Sharp differences of opinion developed among the members of the Supreme Court since World War II. Justice Hugo L. Black was particularly critical of the selective approach to "incorporation" and urged repeatedly in dissenting opinions that the 14th Amendment be interpreted to make all the specific protections of the Bill of Rights applicable as fully against the states as against the federal government. Although the court has moved in this direction, it is unlikely that it will move all the way; Justice Benjamin Cardozo's “ordered liberty” test seems well established. To this extent the procedural safeguards of the Bill of Rights apply more directly and comprehensively in federal than in state proceedings, and some differences in federal and state practice are therefore to be anticipated. The likelihood that serious differences will exist between federal and state procedures is greatly lessened, however, by the circumstance that almost every state constitution contains in its own bill of rights procedural safeguards substantially coextensive with those specified in the first eight amendments to the Constitution of the United States.

Britain

The English Bill of Rights, enacted by the Convention Parliament on Dec. 16, 1689, is one of the three great landmarks of the English constitutional tradition, the others being Magna Carta (1215) and the Petition of Right (1628). The Bill of Rights was the product of the Glorious Revolution of 1688, whereby the absolutist James II was deposed and replaced with William and Mary; it represents the triumph of Parliament over the crown in the long contest for supremacy that had marked English history. The Convention Parliament's offer of the English throne to William and Mary had been accompanied by a Declaration of Right, in which certain governmental principles and legal protections were set out as “the true, ancient, and indubitable rights and liberties of the people of this kingdom.” In other words, the Declaration of Right stated the conditions on which the invitation to the new sovereigns was being extended. The declaration was accepted by William and Mary on Feb. 19, 1689, and the Bill of Rights was, in effect, a recasting of the declaration into the form of an act of Parliament. Thereafter in English political history, claims to royal prerogative were doomed, and parliamentary supremacy was established as the central principle of the English constitutional tradition.

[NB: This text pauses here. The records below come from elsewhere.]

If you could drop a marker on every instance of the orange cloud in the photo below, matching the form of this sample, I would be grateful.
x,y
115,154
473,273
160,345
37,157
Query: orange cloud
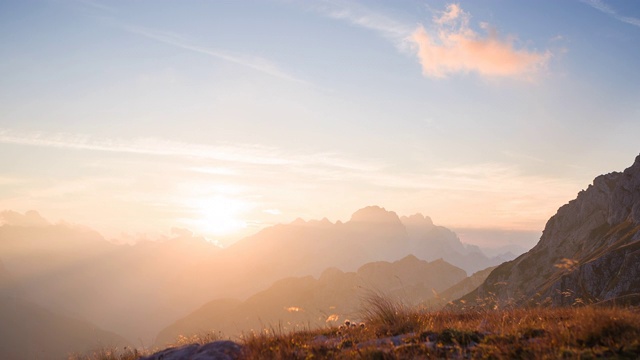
x,y
457,48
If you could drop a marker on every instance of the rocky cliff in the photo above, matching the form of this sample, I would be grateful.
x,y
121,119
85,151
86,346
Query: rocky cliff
x,y
589,251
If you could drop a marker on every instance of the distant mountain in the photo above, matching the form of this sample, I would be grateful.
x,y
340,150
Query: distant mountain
x,y
306,301
29,331
372,233
589,251
76,272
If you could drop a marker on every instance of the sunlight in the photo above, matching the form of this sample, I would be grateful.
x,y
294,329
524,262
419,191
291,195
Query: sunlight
x,y
219,215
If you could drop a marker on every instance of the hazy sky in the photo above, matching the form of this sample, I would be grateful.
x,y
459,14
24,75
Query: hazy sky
x,y
226,116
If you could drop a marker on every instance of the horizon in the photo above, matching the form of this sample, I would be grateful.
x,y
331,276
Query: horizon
x,y
137,118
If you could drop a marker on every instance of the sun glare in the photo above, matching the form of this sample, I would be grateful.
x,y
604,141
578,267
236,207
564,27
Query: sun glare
x,y
218,215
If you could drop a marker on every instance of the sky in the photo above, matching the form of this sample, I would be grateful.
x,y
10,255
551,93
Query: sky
x,y
138,118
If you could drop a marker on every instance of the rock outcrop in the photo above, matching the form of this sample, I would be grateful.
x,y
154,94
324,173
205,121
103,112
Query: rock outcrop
x,y
217,350
589,251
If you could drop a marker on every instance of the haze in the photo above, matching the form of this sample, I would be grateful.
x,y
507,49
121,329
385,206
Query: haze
x,y
134,118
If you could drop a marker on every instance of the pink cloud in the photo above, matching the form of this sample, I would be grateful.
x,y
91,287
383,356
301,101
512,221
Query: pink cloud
x,y
457,48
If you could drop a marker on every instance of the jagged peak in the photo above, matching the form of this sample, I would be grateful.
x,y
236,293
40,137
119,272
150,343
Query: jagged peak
x,y
417,219
375,214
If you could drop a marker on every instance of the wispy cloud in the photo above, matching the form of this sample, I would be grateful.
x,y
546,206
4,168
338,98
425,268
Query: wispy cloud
x,y
457,48
253,62
359,15
235,153
605,8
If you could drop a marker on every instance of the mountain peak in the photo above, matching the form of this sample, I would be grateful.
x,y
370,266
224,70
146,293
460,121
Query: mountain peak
x,y
376,215
417,219
588,249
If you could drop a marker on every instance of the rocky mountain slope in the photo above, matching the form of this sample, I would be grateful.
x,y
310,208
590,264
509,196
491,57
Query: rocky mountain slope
x,y
589,251
303,302
74,270
29,331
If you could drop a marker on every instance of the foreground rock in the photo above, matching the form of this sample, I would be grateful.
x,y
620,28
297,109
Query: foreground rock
x,y
217,350
589,251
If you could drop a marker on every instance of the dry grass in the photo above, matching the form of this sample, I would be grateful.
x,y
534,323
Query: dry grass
x,y
394,331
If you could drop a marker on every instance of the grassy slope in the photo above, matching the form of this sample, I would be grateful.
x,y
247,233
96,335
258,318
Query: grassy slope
x,y
393,332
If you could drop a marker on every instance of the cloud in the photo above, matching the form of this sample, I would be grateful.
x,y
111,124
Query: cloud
x,y
359,15
252,62
453,48
30,218
233,153
456,48
605,8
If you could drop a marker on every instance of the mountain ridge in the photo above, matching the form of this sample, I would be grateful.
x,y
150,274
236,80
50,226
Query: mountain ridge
x,y
589,251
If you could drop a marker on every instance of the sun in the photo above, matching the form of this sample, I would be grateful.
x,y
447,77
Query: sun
x,y
218,215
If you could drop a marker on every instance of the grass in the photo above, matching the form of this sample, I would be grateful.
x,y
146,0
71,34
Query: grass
x,y
394,331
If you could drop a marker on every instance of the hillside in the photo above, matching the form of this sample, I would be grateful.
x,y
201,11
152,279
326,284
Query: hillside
x,y
29,331
589,251
296,303
74,270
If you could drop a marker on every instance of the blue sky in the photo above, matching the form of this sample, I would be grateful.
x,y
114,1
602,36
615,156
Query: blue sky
x,y
224,117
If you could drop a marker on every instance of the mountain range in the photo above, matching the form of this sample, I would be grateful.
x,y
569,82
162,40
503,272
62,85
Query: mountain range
x,y
308,302
589,252
73,271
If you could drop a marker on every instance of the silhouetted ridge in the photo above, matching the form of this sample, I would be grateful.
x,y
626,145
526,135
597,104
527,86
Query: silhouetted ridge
x,y
375,215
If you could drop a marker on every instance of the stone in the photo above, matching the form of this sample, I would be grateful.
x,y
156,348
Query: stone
x,y
217,350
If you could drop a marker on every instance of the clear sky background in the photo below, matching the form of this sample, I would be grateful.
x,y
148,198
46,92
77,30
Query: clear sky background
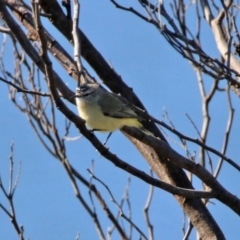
x,y
45,202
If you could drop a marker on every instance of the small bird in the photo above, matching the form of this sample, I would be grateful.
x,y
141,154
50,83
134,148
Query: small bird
x,y
104,111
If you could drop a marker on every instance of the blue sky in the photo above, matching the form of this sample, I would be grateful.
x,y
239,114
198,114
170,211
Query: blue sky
x,y
44,200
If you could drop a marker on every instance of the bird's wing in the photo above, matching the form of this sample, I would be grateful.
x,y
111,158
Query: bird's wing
x,y
114,107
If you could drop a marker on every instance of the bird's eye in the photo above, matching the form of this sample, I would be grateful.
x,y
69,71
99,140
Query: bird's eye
x,y
81,89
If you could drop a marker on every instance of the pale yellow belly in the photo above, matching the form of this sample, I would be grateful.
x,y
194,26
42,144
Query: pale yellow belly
x,y
96,120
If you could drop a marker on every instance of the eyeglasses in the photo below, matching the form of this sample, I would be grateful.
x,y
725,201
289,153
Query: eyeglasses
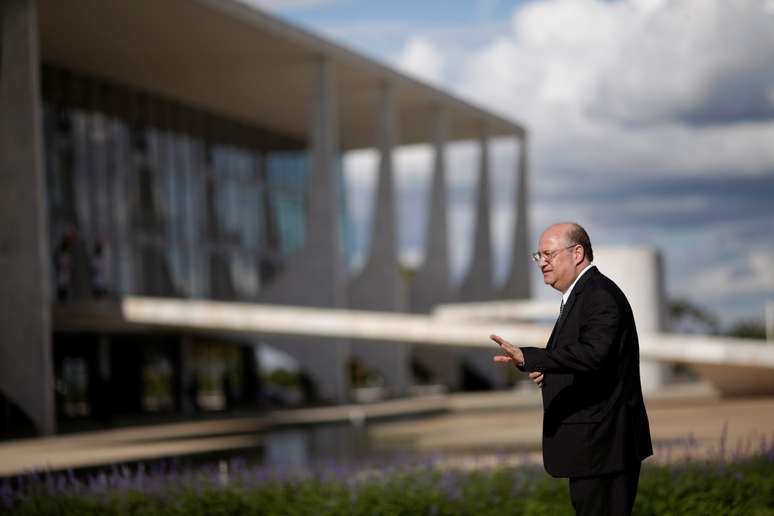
x,y
548,255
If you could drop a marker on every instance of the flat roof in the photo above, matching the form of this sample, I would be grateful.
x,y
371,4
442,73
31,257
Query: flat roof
x,y
237,61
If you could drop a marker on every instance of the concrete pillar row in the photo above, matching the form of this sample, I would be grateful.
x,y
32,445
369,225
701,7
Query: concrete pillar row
x,y
379,286
431,285
478,283
517,284
26,372
316,274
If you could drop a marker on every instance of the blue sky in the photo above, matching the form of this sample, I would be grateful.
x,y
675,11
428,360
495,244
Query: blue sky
x,y
652,120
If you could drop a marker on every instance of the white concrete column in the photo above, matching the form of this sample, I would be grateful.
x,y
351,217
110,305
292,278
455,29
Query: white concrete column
x,y
315,276
478,283
379,286
26,375
431,285
517,285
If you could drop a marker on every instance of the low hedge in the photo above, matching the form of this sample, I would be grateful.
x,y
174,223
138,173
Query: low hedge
x,y
744,487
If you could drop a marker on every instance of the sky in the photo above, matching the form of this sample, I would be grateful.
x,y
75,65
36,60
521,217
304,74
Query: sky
x,y
651,123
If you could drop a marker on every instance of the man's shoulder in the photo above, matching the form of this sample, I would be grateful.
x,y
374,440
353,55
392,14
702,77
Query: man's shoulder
x,y
602,287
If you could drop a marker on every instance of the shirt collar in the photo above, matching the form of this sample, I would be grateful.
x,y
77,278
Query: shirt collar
x,y
566,295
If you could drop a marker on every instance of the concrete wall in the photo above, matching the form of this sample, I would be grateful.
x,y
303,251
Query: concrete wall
x,y
379,285
315,275
26,376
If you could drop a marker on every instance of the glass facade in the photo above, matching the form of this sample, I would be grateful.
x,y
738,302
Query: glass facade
x,y
150,197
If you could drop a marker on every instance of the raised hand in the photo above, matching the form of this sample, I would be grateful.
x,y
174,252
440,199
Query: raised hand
x,y
512,353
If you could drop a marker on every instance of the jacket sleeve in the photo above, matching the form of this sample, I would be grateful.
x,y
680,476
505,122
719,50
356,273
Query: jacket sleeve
x,y
599,324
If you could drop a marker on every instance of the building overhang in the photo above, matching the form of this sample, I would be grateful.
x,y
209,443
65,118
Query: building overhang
x,y
233,60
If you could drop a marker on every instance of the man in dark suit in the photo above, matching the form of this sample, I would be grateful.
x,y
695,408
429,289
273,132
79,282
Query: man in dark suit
x,y
595,428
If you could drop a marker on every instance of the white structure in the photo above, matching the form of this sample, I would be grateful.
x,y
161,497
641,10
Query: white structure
x,y
639,273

The specific clauses of the Bill of Rights can be grouped into three broad categories: (1) provisions confirming and safeguarding the institution of parliamentary supremacy, notably those stating that parliaments are to be held frequently, that freedom of speech and debate in Parliament is guaranteed, that there can be no suspension of laws without parliamentary consent, and that parliamentary consent is required for the levying of money or the keeping of a standing army; (2) provisions settling the succession to the crown and restricting the succession to Protestants; and (3) provisions guaranteeing certain individual freedoms and procedural safeguards against impairment by governmental power, for example, the right of petition, prohibitions of excessive bail, and reaffirmation of the right to jury trial.

A century later the English Bill of Rights served as an important source for the first 10 amendments to the Constitution of the United States. Thus, the clause in the English Bill of Rights prohibiting excessive bail and cruel and unusual punishments was taken over, virtually word for word, in the Virginia Bill of Rights of 1776 and ultimately became the 8th Amendment to the Constitution of the United States.